Speaker 2: Yeah, so there’s a lot to it. So first thing I wanna do is define trauma. Yes. Because a lot of people don’t understand what trauma is. They go, oh, my childhood was okay. Trauma can be any kind of experience. For instance, it’s deeply personal for me as well. I am a child of two Marines, and my home was a war zone. Yes. Growing up, unfortunately, just because of their training and background. So yelling, violence, those are obviously, we know that those are traumas, but it can be subtle traumas as well. There’s financial stress in the home, and children can feel that. So all kinds of different events can be classified as,
Speaker 1: Okay, so what are some signs and symptoms? You call it ACEs, and what is ACEs?
Speaker 2: Yeah, so adverse childhood experiences were actually clinically studied several years ago. Okay. And they actually created a scoring of ACEs. Okay. Previously there was no graphic in that, but socio-social and environmental risk factors, like I just mentioned, create those adverse experiences or affect some trauma. What it actually does is affects neural development and develop mental illness. So it affects the brain negatively, which then, in turn, causes social-emotional cognitive impairment as well. So that’s why. People with these adverse childhood experiences have difficulty socially and emotionally with relationships.
And then, naturally, they start adopting these risk factors. So drug use, alcohol, addictions, things like that. Even addictions to food and other things, work, sex, etc.
Speaker 1: It would almost seem to fix. This would mean turning back time, but you don’t have to do that. You can do some things to cope and develop if you have had childhood trauma.
Speaker 2: Yeah, it’s about completing the past. You can’t go back and change the past. But you can get complete with the emotional and mental effects that those events have particularly had. Myself, I’m a successful doctor. I’m in practice. You would never know unless I shared with you the experiences that I lived through. So it’s a, you can turn the darkness into light as they say.
Speaker 1: How does something like, say, yoga help give you a new approach and a new outlook? Yes, a further step forward.
Speaker 2: So I, not just any yoga’s great. Okay. But Kundalini yoga is like my jam. So Kini, it’s a spiritual-based yoga. Okay. So spiritually, mentally, emotionally, I always like to say it’s the yoga and steroids because you’re going in, you’re cleaning out what’s in the subconscious mind to help reframe those perceptions so that you see the world as a safe place.
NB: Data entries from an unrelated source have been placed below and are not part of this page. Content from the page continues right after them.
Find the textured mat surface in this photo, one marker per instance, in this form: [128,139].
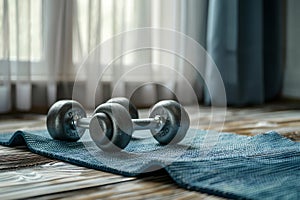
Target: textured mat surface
[265,166]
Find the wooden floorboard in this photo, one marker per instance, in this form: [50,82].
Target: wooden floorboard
[27,175]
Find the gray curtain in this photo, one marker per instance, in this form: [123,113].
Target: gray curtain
[245,40]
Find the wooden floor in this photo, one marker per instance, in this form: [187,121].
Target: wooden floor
[27,175]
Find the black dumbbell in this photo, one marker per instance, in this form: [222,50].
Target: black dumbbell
[168,123]
[111,126]
[66,119]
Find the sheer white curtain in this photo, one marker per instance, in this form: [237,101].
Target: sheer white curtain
[43,43]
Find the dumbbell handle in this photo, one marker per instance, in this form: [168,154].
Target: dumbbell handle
[138,124]
[148,123]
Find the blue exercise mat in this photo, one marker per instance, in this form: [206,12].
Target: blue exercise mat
[266,166]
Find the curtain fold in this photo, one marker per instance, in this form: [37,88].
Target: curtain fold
[244,39]
[44,44]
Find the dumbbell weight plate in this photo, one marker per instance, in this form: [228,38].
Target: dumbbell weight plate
[176,124]
[126,104]
[60,120]
[119,133]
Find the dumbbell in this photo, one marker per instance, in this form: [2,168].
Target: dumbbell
[168,122]
[111,126]
[66,119]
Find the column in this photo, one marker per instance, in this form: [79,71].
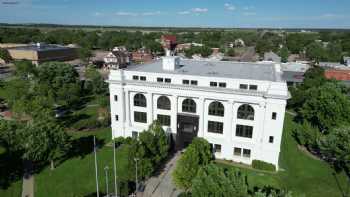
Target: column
[201,113]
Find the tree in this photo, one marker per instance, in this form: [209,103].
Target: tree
[58,81]
[231,52]
[336,147]
[326,106]
[43,140]
[9,137]
[284,54]
[215,181]
[25,69]
[197,154]
[316,52]
[5,55]
[84,54]
[99,87]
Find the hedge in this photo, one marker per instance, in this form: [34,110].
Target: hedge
[261,165]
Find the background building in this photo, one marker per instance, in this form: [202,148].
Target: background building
[38,53]
[238,107]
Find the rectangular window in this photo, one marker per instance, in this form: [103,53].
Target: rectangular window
[215,127]
[244,131]
[253,87]
[135,134]
[274,116]
[159,79]
[237,151]
[186,82]
[243,86]
[140,117]
[217,148]
[164,120]
[222,85]
[143,78]
[194,82]
[213,84]
[246,153]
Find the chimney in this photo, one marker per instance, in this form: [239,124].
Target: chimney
[170,62]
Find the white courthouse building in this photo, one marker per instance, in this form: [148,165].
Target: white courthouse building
[238,107]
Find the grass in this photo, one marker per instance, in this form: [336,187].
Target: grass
[15,188]
[76,176]
[299,173]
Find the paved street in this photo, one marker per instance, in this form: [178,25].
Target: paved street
[162,185]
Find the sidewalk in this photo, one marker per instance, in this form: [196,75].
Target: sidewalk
[162,185]
[28,180]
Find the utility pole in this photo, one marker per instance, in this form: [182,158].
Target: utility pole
[106,174]
[137,184]
[97,192]
[115,171]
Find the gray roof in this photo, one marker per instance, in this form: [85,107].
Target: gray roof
[43,47]
[222,69]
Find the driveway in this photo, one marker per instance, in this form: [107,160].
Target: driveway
[162,185]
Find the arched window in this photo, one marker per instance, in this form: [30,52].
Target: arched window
[245,112]
[163,103]
[140,100]
[188,105]
[216,109]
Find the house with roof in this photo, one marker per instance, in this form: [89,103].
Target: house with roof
[238,107]
[41,52]
[346,61]
[117,58]
[168,42]
[272,57]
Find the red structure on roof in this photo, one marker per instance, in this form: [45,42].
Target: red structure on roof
[168,41]
[341,75]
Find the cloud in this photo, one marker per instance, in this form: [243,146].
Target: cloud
[195,11]
[151,13]
[199,10]
[133,14]
[248,8]
[126,13]
[97,14]
[249,13]
[184,12]
[229,7]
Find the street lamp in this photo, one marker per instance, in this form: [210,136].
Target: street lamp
[106,173]
[137,185]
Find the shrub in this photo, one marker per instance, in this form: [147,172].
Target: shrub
[261,165]
[87,124]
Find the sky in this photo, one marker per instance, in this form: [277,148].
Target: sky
[181,13]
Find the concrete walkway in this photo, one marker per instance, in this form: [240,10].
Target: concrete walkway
[28,186]
[162,185]
[28,180]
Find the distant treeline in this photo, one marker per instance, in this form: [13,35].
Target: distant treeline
[319,46]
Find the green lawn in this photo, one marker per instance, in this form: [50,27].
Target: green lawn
[299,173]
[76,176]
[15,188]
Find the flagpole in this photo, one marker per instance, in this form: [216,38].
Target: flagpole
[115,171]
[97,192]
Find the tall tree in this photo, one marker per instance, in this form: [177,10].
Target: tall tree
[5,55]
[212,180]
[336,147]
[44,140]
[197,154]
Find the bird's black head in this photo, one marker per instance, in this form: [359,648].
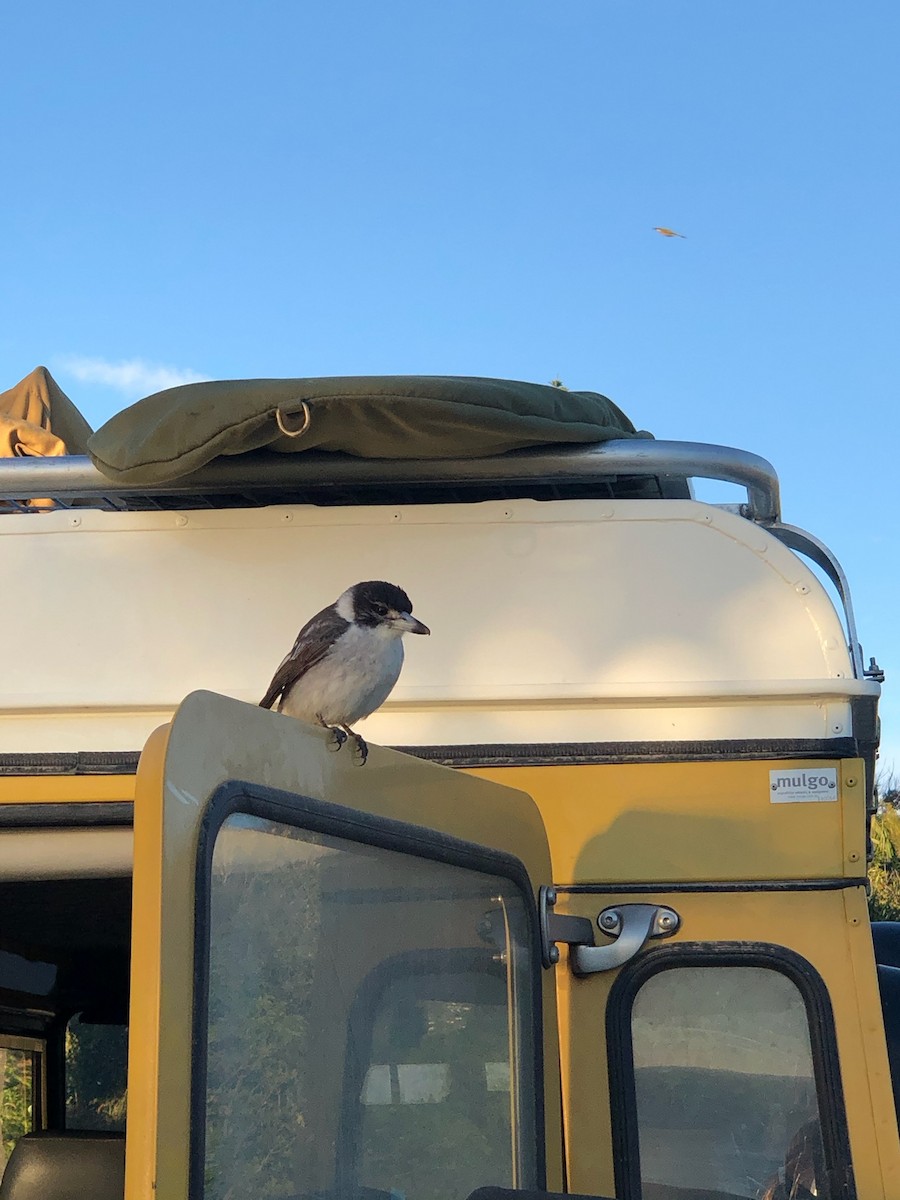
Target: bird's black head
[376,603]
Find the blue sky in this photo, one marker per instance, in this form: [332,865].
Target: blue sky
[285,189]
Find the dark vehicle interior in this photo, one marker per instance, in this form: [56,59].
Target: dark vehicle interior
[64,1011]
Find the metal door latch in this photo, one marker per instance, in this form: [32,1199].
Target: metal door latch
[630,924]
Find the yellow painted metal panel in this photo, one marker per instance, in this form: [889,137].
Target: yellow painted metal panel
[681,821]
[145,976]
[827,929]
[214,739]
[65,789]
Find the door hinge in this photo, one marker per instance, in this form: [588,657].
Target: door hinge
[629,924]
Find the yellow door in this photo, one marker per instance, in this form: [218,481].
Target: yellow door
[336,983]
[723,1037]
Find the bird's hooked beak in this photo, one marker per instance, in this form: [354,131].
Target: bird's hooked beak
[407,624]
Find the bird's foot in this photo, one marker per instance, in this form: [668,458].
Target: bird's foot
[360,750]
[336,737]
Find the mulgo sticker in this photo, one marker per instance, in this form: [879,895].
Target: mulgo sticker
[807,785]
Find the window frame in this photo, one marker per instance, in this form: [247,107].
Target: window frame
[369,829]
[823,1044]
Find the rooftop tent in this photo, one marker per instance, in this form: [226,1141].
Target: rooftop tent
[175,432]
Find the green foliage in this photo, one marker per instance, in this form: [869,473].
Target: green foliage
[96,1067]
[885,871]
[16,1111]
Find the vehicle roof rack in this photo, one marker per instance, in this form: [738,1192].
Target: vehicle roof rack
[613,469]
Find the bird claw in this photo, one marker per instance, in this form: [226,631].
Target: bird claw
[336,738]
[360,750]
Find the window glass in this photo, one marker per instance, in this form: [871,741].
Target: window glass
[726,1097]
[96,1071]
[367,1017]
[18,1111]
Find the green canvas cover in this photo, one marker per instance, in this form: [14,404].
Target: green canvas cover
[174,432]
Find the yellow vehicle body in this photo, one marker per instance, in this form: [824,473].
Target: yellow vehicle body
[612,940]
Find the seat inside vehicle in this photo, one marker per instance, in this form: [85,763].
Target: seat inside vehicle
[65,948]
[58,1165]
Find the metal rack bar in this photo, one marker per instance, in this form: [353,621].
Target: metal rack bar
[76,477]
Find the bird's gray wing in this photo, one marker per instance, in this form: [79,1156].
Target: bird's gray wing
[312,643]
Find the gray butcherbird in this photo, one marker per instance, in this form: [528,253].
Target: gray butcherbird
[346,660]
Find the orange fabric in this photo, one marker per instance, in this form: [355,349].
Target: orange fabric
[37,419]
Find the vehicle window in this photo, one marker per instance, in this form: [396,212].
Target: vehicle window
[96,1071]
[437,1075]
[366,1021]
[725,1087]
[21,1101]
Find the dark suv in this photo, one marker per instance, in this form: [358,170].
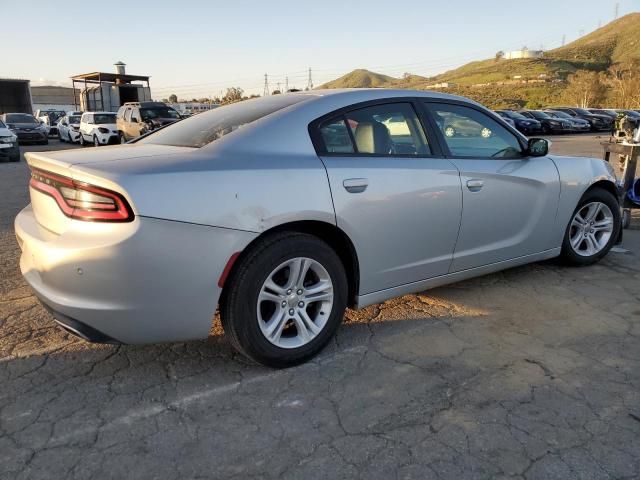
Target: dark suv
[597,122]
[137,118]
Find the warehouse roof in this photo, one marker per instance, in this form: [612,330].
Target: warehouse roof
[96,77]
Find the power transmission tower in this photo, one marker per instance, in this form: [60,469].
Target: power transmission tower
[310,81]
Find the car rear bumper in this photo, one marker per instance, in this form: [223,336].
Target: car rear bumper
[141,282]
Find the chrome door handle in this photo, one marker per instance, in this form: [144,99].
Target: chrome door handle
[355,185]
[475,185]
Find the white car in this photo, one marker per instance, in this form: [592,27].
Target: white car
[98,128]
[50,119]
[69,128]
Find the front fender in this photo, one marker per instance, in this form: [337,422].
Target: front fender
[577,175]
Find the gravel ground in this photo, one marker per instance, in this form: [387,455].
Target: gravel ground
[529,373]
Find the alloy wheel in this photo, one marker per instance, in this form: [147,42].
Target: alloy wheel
[295,302]
[591,229]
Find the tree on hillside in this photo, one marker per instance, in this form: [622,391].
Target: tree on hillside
[234,94]
[585,89]
[625,82]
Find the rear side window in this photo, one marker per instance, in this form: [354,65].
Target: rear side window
[335,136]
[208,127]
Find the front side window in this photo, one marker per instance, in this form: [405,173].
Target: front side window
[470,133]
[389,129]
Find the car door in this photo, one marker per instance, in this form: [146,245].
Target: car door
[394,195]
[85,126]
[136,125]
[510,199]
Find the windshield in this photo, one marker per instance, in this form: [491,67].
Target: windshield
[208,127]
[53,116]
[20,118]
[560,114]
[516,115]
[539,115]
[102,118]
[158,112]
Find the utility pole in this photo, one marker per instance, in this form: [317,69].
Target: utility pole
[310,81]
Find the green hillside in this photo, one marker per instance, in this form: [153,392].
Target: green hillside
[360,78]
[618,41]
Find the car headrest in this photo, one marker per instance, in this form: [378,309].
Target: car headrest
[373,137]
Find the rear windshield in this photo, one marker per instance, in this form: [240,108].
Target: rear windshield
[20,118]
[208,127]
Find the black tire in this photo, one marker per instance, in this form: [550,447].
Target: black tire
[238,306]
[568,255]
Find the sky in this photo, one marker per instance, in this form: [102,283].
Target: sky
[198,48]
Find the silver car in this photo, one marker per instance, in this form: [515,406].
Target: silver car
[284,210]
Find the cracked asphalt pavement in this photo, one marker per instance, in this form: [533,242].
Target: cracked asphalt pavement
[529,373]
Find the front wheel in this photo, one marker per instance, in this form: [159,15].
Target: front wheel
[285,299]
[593,228]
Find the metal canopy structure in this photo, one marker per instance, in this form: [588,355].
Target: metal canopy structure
[99,77]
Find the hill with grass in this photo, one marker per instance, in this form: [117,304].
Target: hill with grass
[539,80]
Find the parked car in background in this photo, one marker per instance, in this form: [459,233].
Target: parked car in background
[252,208]
[9,148]
[523,124]
[50,117]
[549,124]
[26,127]
[577,124]
[597,122]
[69,128]
[139,118]
[98,128]
[610,112]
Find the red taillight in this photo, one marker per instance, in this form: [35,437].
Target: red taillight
[80,200]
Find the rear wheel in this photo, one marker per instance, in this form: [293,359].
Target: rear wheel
[285,299]
[593,228]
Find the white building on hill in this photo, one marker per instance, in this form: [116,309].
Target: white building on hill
[524,53]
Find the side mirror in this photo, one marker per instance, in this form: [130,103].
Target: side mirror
[538,147]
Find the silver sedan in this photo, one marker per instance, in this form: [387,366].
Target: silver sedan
[284,210]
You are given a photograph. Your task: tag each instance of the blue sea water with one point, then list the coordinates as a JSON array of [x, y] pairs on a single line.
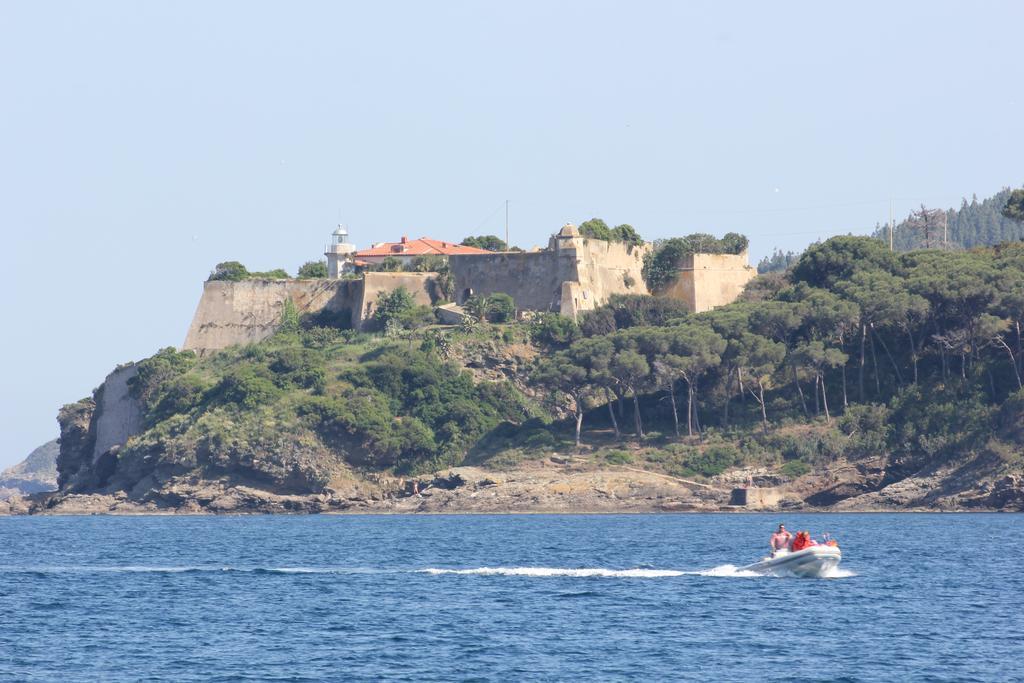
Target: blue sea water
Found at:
[[495, 598]]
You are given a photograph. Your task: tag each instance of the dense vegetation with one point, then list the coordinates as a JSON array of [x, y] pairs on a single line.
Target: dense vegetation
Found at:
[[779, 261], [919, 354], [854, 352], [235, 271], [595, 228], [372, 402], [976, 223]]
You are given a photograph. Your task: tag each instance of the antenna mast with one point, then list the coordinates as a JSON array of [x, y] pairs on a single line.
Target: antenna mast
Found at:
[[891, 225]]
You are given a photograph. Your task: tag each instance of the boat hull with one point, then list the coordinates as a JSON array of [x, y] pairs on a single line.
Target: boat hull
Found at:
[[816, 561]]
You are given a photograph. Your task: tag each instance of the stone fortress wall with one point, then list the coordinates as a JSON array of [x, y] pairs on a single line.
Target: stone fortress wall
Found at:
[[708, 281], [243, 312], [571, 275]]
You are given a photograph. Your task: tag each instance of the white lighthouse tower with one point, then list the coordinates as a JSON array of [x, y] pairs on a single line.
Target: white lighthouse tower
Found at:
[[339, 253]]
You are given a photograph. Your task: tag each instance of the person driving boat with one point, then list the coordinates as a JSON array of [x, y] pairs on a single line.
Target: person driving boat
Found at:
[[780, 540]]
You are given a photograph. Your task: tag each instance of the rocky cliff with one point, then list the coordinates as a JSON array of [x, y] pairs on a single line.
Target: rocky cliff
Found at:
[[35, 474], [298, 427]]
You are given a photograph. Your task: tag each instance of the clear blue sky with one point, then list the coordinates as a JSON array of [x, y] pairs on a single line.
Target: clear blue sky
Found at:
[[142, 142]]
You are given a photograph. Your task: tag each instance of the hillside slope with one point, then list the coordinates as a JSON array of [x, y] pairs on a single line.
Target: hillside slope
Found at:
[[860, 380], [36, 473]]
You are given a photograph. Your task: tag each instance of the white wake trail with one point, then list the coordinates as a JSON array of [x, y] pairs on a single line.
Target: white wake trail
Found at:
[[557, 571]]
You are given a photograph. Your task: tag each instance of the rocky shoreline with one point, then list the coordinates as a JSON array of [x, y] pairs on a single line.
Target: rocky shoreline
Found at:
[[566, 489]]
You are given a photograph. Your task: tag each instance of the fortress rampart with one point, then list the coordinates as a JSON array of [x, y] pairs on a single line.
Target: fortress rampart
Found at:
[[246, 311], [707, 281], [573, 274]]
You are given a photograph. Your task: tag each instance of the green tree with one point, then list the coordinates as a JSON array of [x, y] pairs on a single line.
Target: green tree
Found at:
[[562, 375], [818, 358], [1014, 208], [595, 228], [427, 263], [758, 359], [289, 317], [391, 306], [500, 307], [228, 270], [477, 306], [488, 242], [627, 235], [837, 259], [388, 264], [312, 270]]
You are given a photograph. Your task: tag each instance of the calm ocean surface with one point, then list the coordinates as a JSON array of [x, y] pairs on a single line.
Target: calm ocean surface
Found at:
[[630, 597]]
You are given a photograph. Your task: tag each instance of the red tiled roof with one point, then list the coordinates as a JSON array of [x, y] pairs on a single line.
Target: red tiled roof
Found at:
[[417, 248]]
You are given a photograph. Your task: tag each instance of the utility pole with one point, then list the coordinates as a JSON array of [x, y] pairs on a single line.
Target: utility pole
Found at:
[[892, 225]]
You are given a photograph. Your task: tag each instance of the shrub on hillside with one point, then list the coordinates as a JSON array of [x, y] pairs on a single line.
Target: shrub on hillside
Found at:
[[312, 269], [501, 308], [228, 270]]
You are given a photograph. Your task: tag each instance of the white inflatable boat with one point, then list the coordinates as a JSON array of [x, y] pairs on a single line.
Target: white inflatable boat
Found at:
[[816, 561]]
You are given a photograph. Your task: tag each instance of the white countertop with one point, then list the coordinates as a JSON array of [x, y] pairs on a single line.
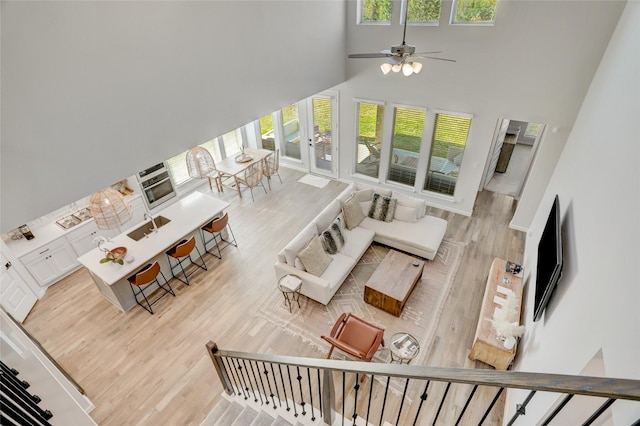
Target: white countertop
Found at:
[[46, 233], [186, 215]]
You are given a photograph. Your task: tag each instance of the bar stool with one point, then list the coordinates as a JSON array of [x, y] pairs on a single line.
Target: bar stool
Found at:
[[143, 279], [215, 227], [180, 253]]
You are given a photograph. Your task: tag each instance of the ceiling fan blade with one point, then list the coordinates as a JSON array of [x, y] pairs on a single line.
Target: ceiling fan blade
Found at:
[[437, 59], [369, 55]]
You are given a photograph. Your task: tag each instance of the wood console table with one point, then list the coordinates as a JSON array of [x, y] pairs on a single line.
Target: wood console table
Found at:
[[486, 345]]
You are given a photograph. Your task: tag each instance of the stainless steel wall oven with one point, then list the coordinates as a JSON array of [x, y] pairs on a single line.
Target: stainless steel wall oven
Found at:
[[156, 184]]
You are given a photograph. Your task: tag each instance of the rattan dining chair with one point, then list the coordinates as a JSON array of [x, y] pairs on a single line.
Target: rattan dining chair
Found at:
[[271, 166], [252, 177]]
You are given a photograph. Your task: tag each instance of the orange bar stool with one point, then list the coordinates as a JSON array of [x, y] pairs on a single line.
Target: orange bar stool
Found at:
[[215, 228], [143, 279], [180, 253]]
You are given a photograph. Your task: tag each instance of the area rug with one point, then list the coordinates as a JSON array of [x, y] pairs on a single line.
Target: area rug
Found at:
[[419, 317], [317, 181]]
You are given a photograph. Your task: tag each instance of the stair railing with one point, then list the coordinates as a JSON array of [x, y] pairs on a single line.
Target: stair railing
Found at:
[[305, 388]]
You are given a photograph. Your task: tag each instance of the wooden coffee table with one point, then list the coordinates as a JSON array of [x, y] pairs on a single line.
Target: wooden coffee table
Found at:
[[393, 281]]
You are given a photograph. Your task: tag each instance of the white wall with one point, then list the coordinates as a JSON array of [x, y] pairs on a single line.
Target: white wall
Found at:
[[560, 43], [595, 306], [94, 91]]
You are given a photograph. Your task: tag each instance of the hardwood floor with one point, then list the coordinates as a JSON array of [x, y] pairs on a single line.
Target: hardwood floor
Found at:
[[139, 368]]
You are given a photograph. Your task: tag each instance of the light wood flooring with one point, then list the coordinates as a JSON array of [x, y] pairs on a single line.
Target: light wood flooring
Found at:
[[139, 368]]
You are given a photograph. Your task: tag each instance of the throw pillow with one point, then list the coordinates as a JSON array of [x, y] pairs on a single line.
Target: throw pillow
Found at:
[[382, 208], [352, 212], [406, 214], [331, 238], [314, 258]]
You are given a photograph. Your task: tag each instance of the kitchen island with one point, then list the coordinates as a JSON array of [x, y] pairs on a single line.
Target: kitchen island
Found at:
[[186, 217]]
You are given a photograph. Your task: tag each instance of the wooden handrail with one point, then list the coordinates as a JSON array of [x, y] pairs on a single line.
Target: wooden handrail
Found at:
[[580, 385]]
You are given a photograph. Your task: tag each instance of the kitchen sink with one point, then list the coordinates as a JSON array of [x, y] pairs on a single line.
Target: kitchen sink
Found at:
[[147, 228]]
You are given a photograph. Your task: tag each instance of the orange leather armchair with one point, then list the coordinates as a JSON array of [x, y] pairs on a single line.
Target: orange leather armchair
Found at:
[[355, 336]]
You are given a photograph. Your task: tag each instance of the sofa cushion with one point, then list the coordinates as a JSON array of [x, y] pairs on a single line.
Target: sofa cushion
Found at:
[[406, 214], [357, 241], [327, 215], [331, 238], [382, 208], [314, 258], [300, 241], [352, 212], [420, 205]]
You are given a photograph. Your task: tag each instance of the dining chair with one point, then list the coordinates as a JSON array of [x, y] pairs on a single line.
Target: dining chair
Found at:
[[252, 177], [271, 166], [143, 279]]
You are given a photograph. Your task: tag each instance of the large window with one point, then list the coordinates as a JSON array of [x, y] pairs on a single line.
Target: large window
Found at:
[[422, 11], [266, 132], [447, 148], [369, 138], [408, 125], [473, 12], [374, 11]]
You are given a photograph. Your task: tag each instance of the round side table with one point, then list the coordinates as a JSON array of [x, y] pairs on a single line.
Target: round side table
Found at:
[[290, 286], [404, 347]]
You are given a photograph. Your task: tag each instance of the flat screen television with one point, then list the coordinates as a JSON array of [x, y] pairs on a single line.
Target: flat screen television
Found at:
[[550, 260]]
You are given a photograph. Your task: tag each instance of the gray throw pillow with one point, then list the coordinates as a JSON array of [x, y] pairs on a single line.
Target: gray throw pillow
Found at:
[[332, 238], [382, 208]]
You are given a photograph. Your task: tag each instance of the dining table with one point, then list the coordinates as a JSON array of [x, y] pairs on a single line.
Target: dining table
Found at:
[[233, 166]]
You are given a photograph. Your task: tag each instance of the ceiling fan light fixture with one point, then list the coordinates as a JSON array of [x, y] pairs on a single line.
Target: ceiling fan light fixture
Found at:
[[407, 69]]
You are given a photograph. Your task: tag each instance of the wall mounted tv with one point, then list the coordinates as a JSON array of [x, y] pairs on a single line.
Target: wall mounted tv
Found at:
[[550, 260]]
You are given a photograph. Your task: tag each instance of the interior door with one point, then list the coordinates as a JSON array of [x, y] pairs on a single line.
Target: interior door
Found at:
[[16, 297], [495, 154], [322, 133]]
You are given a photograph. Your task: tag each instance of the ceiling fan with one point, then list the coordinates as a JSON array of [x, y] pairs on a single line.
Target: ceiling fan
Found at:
[[400, 56]]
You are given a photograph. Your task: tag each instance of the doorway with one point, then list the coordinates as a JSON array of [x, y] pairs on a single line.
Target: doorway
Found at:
[[511, 156]]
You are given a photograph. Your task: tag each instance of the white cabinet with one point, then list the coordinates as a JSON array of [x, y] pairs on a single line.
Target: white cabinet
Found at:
[[51, 262]]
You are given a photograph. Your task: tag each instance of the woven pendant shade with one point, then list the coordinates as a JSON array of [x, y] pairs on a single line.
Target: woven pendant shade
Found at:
[[200, 163], [109, 209]]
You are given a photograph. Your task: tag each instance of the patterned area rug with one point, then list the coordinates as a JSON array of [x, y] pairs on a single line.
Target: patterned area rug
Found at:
[[419, 317]]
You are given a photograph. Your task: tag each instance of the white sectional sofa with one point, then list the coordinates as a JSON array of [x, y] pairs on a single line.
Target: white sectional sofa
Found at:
[[410, 230]]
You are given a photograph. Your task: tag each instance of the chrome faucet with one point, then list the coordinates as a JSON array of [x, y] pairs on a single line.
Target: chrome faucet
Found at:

That each other is one. I’m connected to you. You’re bound to me. We’re connected to all the viewers. Okay. And so it helps us to create that unity and that awareness, which is just amazing what we need right now.
Speaker 1: Is there anything else besides yoga that people might suffer through processing you?
Speaker 2: Yeah, there’s neurofeedback. There’s eft, emotional freedom technique cognitive behavioral therapies. There’s biofeedback, a lot of various modalities that are naturally driven, of course, that can really. Okay. Yeah.
Speaker 1: I found this fascinating, and I’m glad you were here to share that. Of course, there are so many people going through trauma and dealing with it, and there are things that you can do. So where can we find your practice?
Speaker 2: So our pr, my practice is on Laskin Road. Okay. 1213 Laskin Road. We also have some Catalina yoga classes coming up. Oh, great. I just went through my K R I certification for that. Sundays from 10 to noon. Mondays from six to eight, and all this month, we’re all dealing with. And we’re just gonna clear out our subconscious mind and get ourselves free, happy, and joyful again.
Speaker 1: Gosh, that sounds refreshing, actually. All right. Dr. Seal, thank you so much for being here.